Invariant PDEs of Conformal Galilei Algebra as deformations: cryptohermiticity and contractions

Abstract: We investigate the general class of second-order PDEs, invariant under the $d=1$ $\ell=\frac{1}{2}+{\mathbb N}_0$ centrally extended Conformal Galilei Algebras, pointing out that they are deformations of decoupled systems. For $\ell=\frac{3}{2}$ the unique deformation parameter $\gamma$ belongs to the fundamental domain $\gamma\in ]0,+\infty[$. We show that, for any $\gamma\neq 0$, invariant PDEs with discrete spectrum (either bounded or unbounded) induce cryptohermitian operators possessing the same spectrum as two decoupled oscillators, provided that their frequencies are in the special ratio $r=\frac{\omega_2}{\omega_1}=\pm\frac{1}{3},\pm 3$ (the negative energy solutions correspond to a special case of Pais-Uhlenbeck oscillator), where $\omega_1,\omega_2$ are two different parameters of the invariant PDEs. We also consider the $\gamma=0$ decoupled system for any value $r$ of the ratio.
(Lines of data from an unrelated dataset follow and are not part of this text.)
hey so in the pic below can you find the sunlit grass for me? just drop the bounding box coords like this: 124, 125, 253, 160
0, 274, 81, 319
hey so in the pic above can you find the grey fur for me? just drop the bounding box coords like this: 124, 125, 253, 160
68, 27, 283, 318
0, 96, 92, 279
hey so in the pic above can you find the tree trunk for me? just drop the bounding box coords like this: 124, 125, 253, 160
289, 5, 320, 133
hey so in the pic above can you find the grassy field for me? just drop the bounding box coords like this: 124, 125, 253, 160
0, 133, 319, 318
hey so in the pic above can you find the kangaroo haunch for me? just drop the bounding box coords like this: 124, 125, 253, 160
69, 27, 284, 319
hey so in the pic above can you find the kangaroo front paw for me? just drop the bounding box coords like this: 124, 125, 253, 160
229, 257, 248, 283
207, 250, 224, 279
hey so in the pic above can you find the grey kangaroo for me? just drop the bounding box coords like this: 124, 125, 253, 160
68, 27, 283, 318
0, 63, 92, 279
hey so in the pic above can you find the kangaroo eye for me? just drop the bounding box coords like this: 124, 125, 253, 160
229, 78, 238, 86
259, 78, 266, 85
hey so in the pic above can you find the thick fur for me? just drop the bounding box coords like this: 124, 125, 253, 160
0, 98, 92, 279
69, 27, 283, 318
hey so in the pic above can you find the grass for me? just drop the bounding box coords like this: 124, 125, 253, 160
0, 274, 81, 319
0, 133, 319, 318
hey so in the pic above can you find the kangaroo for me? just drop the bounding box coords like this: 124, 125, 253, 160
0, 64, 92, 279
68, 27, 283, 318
It possesses enhanced symmetry at the critical values $r=\pm \frac{1}{3}, \pm 1,\pm 3$. Two inequivalent $12$-generator symmetry algebras are found at $r =\pm\frac{1}{3},\pm 3$ and $r=\pm 1$, respectively. The $\ell=\frac{3}{2}$ Conformal Galilei Algebra is not a subalgebra of the decoupled symmetry algebra. Its $\gamma\rightarrow 0$ contraction corresponds to a $8$-generator subalgebra of the decoupled $r=\pm\frac{1}{3},\pm 3$ symmetry algebra. The features of the $\ell\geq \frac{5}{2}$ invariant PDEs are briefly discussed.